И вспоминаю об этом, как ни странно, по-доброму, с грустью. Поскольку будь эти пацаны не такими стеснительными по части обычного, разговорного языка, а я - чуть любознательнее, выучил бы, глядишь, парочку-другую языков, может, и пригодились бы на журналистских путях-дорогах. А так вот остались в памяти большей частью... похабные истории и матюги. Русские, татарские, английские. Последних набрался во Владивостоке, от знакомых морских стюардесс. А вот китайским ругательствам и учиться нам в детстве не надо было!
Тут обычная фраза звучала для нас, мальчишек, уж очень смешно, матерно. Помню, как пацанятами носились по двору, выкрикивая «нехорошую» фразу, позаимствованную отцами где-то на фронте, в Маньчжурии. Думали, вот это возглас, похлеще русского «ура»! Позднее вычитал эту фразу у В.К. Арсеньева, и оказалось - никакая это не матерщина, а, напротив, приветствие самому дорогому и долгожданному гостю. Вот только бы не ляпнуть ее сейчас китайским туристам, приезжающим к нам, в Хабаровск, они, конечно, оценят такую «эрудицию», заулыбаются, а вот наши земляки, не отягощенные знанием китайской словесности, могут и... покрутить пальцем у виска.

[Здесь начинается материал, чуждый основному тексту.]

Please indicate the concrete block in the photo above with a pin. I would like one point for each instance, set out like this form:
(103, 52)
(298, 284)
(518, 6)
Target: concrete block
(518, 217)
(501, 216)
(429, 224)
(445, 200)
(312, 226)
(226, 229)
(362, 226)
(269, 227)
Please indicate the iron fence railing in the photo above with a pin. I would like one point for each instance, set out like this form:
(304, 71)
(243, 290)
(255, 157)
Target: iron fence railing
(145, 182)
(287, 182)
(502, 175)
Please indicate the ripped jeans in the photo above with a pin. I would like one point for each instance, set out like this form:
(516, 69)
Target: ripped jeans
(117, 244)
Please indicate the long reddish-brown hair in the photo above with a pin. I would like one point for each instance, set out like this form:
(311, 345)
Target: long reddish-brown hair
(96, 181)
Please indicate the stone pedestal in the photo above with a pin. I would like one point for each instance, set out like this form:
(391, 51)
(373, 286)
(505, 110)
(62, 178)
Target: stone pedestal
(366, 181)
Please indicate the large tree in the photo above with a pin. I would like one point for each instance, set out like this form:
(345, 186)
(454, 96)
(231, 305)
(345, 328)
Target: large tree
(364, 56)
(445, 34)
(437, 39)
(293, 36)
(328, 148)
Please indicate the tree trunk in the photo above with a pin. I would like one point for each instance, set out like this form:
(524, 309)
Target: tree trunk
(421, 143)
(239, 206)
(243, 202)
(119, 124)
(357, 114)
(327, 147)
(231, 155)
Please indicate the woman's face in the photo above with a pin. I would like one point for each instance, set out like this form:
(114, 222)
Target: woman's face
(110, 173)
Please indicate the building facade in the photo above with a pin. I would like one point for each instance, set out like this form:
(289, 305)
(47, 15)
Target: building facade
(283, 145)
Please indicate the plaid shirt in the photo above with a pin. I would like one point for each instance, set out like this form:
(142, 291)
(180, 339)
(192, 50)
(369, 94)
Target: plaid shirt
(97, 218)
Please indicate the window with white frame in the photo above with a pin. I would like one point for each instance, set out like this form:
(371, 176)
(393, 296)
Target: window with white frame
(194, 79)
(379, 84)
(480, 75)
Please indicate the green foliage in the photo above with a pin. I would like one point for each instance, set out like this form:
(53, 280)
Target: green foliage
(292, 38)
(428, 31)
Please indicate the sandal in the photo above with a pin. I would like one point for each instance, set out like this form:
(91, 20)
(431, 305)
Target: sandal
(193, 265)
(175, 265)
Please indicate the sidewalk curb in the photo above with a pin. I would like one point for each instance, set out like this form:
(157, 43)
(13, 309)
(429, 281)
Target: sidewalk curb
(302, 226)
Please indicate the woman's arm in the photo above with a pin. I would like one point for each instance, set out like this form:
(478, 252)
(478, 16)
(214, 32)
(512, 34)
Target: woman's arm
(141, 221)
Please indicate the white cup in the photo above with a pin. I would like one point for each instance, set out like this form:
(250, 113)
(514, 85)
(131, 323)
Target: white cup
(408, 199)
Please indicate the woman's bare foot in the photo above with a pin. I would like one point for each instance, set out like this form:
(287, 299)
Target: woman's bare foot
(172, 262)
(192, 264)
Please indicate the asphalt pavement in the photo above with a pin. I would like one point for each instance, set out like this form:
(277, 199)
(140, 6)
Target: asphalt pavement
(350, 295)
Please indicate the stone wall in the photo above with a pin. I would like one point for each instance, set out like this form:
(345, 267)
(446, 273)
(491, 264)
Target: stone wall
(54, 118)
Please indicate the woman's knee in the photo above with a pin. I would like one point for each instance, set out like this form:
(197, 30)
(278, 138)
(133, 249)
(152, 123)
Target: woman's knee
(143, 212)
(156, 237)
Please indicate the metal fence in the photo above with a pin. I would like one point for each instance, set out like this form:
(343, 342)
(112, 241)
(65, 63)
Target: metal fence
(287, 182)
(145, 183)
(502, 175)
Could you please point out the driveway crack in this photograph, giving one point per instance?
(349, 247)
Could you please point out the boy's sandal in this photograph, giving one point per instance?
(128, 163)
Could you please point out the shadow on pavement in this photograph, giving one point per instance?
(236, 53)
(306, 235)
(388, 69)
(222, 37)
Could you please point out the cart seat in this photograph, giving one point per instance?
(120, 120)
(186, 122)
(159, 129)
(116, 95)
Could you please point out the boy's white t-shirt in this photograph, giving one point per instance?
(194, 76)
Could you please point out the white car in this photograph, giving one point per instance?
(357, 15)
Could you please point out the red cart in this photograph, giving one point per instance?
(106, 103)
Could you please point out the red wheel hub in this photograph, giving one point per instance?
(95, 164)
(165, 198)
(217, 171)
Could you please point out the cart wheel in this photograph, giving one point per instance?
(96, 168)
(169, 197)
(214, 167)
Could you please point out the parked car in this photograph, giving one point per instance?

Да, таким вот «крутехоньким» был наш двор. Но, оказалось, что по улице Калинина (бывшей Поповской, где до революции, как сообщали газеты, даже «утонула в грязи лошадь с подводой») были и другие весьма примечательные дома. При этой фразе, уверен, мой добрый знакомый Анатолий Михайлович Жуков, известный хабаровский краевед, наверняка оживится и выдаст «ворох» информации, но, оказывается, и он мало что знает о доме сталинской постройки под номером тридцать восемь, который я мысленно именую «домом переводчиков», «эмигрантским домом», а родители когда-то называли просто... «буржуйским гнездом»!
И вот в этом самом тихом и симпатичном доме жили в то время сплошь корейцы и другие восточные люди интеллигентной наружности. Само собой, молчаливые, отчужденные. И мальчишки их тоже были как бы «привязаны» к двору, по улицам не шлялись, с русскими сверстниками не дрались. Хотя постоять за себя запросто могли.
Но что меня больше всего поразило, это удивительная стойкость, терпение и полное отсутствие ругани, слез. Если бы русский подросток хряпнулся спиной о землю с приличной высоты и не «откинул копыта», то во дворе наверняка бы раздалось нечто визгливое и непотребное.
А вот корейские мальчишки, с которыми я изредка общался, даже в боли и травмах... наглухо затыкались, говоря мальчишеским языком. И когда позднее я стал интересоваться периодом корейской войны и... белобрысыми «китайскими добровольцами» с голубыми глазами, то вспоминал этих самых корейских мальчишек и их русских инструкторов.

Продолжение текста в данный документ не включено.